ATLANTA — Drug-related deaths outnumber those from motor vehicle accidents in a growing number of states – including Pennsylvania, according to new government data that highlight a shift in the top cause of deaths after disease and illness.
Crashes still cost more lives nationwide, but state-by-state calculations show the rate of drug-induced deaths outpaced vehicle accidents in 16 states in 2006, up from about a dozen states the year before and eight in 2003.

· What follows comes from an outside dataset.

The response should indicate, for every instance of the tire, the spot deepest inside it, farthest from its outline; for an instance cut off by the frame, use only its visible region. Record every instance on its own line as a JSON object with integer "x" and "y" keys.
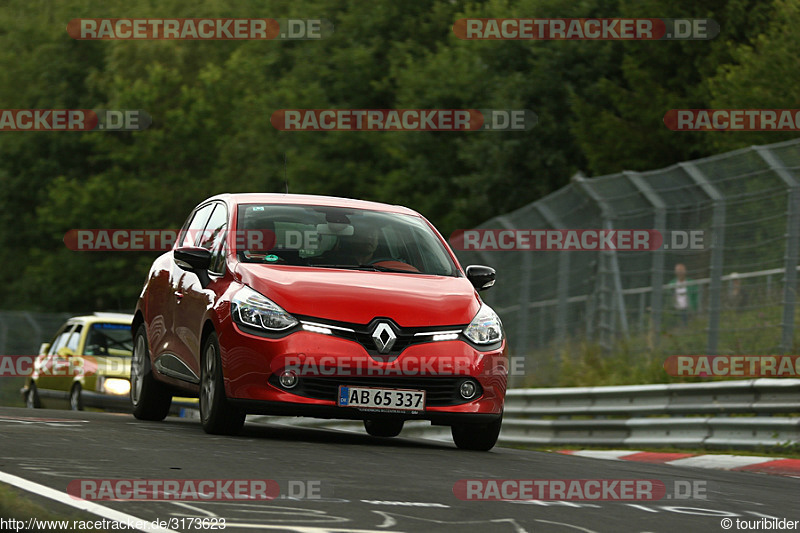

Drug overdoses make up the vast majority of the drug-related deaths, and there was a sharp increase in fatalities tied to cocaine and to drugs known as opioid analgesics — including methadone, fentanyl, sedatives and prescription painkillers.
From 1999 to 2006, death rates for opioid analgesics increased for every age group. Deaths from methadone alone increased sevenfold, the U.S. Centers for Disease Control and Prevention said in a report released Wednesday.
Based on death certificate data, CDC researchers counted more than 45,000 U.S. deaths from motor-vehicle crashes in 2006, and about 39,000 from drug-induced causes. The CDC does not have finalized data for 2007 or subsequent years.
About 90 percent of those drug fatalities are sudden deaths from overdoses, but the count includes people who died from organ damage from long-term drug use or abuse.
The 2006 death counts and death rates were higher for drugs than for vehicle accidents in Massachusetts, New Hampshire, Rhode Island, Connecticut, New York, New Jersey, Maryland, Pennsylvania, Ohio, Michigan, Illinois, Colorado, Utah, Nevada, Oregon and Washington.
It’s not clear why certain states have seen such a shift. There are probably a variety of reasons, and the explanation may vary a bit from state to state, said Bob Anderson, chief of the mortality statistics branch at the CDC.